2006

Rautio, Jari; Toivari, Mervi; Smit, Bart; Bailey, Michael; Söderlund, Hans; Saloheimo, Markku; Penttilä, Merja

Micro-organisms used in various types of biotechnical processes encounter constantly changing environmental conditions, to which they adapt by changing their cellular physiology. The performance of the used micro-organism has a major impact on the performance of the biotechnical process, and as a consequence, bioprocess monitoring and control strategies based on the physiological status of the cells culture have become more popular. Transcriptional analysis of selected marker genes is a potential way for robust monitoring of physiological events. However, tools suitable for high-throughput expression monitoring of process-relevant genes are scarce. We have applied a novel transcriptional analysis method called TRAC (TRanscript analysis with aid of Affinity Capture) for frequent expression analysis of a focused gene set in a wide range of fungal fermentations. TRAC method allows fast expression analysis of dozens of mRNAs from crude cell lysates by solution hybridisation with a pool of target-specific oligonucleotide probes of distinct sizes that are identified and quantified by capillary electrophoresis. The assay procedure has been semi-automated for simultaneous treatment of 96 samples using a magnetic bead particle processor. The whole assay procedure can be performed in few hours, implying its usefulness in bioprocess monitoring and control. We have used TRAC for instance to monitor the physiological state of the filamentous fungus Trichoderma during protein production processes and S. cerevisiae physiology in various chemostat cultures and brewing processes.
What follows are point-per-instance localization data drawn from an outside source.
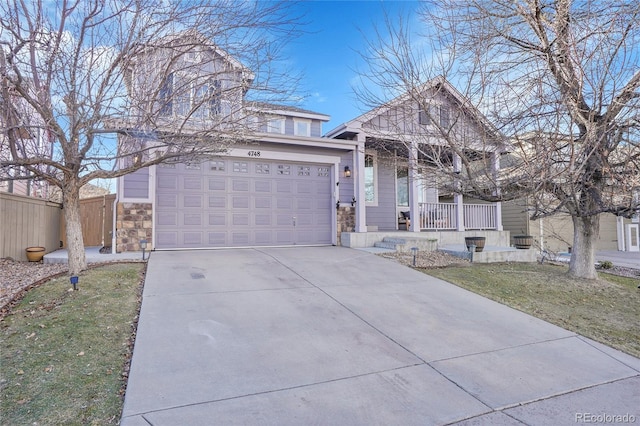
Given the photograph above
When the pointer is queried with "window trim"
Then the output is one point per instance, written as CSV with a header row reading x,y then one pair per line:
x,y
374,157
297,121
280,120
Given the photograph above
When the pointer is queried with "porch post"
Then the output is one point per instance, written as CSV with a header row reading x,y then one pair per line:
x,y
495,171
358,188
414,187
457,197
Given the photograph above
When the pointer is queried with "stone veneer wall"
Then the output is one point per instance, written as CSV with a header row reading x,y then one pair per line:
x,y
346,221
134,222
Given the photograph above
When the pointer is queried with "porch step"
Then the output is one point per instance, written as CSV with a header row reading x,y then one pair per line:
x,y
390,243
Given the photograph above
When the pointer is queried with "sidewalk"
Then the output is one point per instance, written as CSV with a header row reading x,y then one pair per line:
x,y
335,336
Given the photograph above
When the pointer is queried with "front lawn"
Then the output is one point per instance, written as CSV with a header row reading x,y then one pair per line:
x,y
606,310
64,352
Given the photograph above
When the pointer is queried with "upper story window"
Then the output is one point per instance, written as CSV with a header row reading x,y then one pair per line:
x,y
198,100
275,125
436,114
166,96
302,127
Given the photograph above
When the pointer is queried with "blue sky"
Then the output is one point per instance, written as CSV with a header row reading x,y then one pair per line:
x,y
327,54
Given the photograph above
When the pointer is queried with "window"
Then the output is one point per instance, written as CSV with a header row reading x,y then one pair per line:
x,y
275,125
444,117
166,96
240,167
215,97
304,171
437,114
370,179
263,169
216,165
402,186
199,100
301,127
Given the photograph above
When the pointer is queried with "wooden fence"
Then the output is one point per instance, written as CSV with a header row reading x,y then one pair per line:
x,y
27,222
96,215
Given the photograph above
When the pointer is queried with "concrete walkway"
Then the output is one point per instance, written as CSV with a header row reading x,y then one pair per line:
x,y
627,259
93,255
335,336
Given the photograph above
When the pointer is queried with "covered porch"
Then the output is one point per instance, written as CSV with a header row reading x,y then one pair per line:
x,y
458,216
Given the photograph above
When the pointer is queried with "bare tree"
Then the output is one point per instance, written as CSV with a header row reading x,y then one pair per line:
x,y
559,81
81,70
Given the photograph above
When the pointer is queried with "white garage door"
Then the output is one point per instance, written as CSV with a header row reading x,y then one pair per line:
x,y
230,202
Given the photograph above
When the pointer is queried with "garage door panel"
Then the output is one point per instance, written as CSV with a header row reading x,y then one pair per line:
x,y
240,185
168,200
217,219
192,183
192,219
262,203
219,202
262,186
233,202
240,202
239,219
217,184
305,203
192,239
192,201
284,186
263,219
284,203
167,218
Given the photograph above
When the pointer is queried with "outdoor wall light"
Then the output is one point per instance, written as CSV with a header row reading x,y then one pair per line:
x,y
143,246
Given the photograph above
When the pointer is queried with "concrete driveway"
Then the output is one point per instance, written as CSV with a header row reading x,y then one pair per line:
x,y
335,336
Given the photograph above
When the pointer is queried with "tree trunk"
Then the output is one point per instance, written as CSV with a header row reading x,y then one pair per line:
x,y
583,256
75,243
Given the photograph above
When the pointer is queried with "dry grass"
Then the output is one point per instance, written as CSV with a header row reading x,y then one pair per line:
x,y
63,352
605,310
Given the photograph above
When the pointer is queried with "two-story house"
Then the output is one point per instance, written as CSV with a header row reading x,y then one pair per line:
x,y
408,143
276,182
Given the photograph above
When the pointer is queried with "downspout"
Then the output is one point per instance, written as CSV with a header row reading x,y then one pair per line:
x,y
116,200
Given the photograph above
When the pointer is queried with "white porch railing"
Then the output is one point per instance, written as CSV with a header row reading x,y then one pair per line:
x,y
443,216
438,216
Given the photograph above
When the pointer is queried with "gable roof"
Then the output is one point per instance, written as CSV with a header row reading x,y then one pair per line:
x,y
287,110
440,83
190,39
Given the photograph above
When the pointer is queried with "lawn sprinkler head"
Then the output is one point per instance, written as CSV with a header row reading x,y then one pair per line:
x,y
74,282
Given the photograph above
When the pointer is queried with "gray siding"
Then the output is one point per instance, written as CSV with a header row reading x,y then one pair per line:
x,y
288,126
384,214
515,218
345,189
136,184
316,128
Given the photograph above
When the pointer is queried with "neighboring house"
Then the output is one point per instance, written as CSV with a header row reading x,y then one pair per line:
x,y
32,140
396,184
555,233
278,188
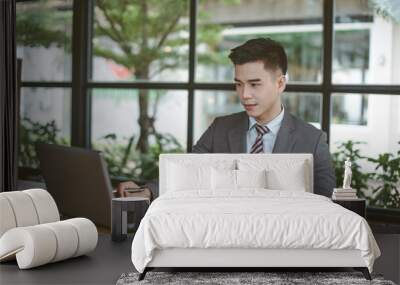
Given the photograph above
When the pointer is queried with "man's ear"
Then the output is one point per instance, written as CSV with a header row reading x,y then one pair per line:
x,y
281,83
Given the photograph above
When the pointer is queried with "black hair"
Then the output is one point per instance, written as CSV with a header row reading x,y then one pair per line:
x,y
267,50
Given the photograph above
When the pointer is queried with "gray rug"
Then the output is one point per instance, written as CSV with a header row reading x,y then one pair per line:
x,y
228,278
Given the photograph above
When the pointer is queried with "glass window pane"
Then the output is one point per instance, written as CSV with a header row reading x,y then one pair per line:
x,y
306,106
140,40
211,104
370,124
44,31
366,42
45,117
296,24
130,146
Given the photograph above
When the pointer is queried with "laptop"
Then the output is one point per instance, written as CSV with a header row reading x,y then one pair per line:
x,y
78,180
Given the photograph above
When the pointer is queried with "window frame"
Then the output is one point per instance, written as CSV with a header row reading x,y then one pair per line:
x,y
81,84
By process relevant gene markers it is possible to evaluate the growth and extracellular protein production potential of the culture as well as physiological responses to various stress conditions such as lack of nutrients and oxygen or limitation of the protein folding capacity. TRAC also provides a quick and affordable means to monitor transient situations, and to address the quality and stability of e.g. chemostat cultures prior to selecting samples for more thorough and expensive systems-wide analyses.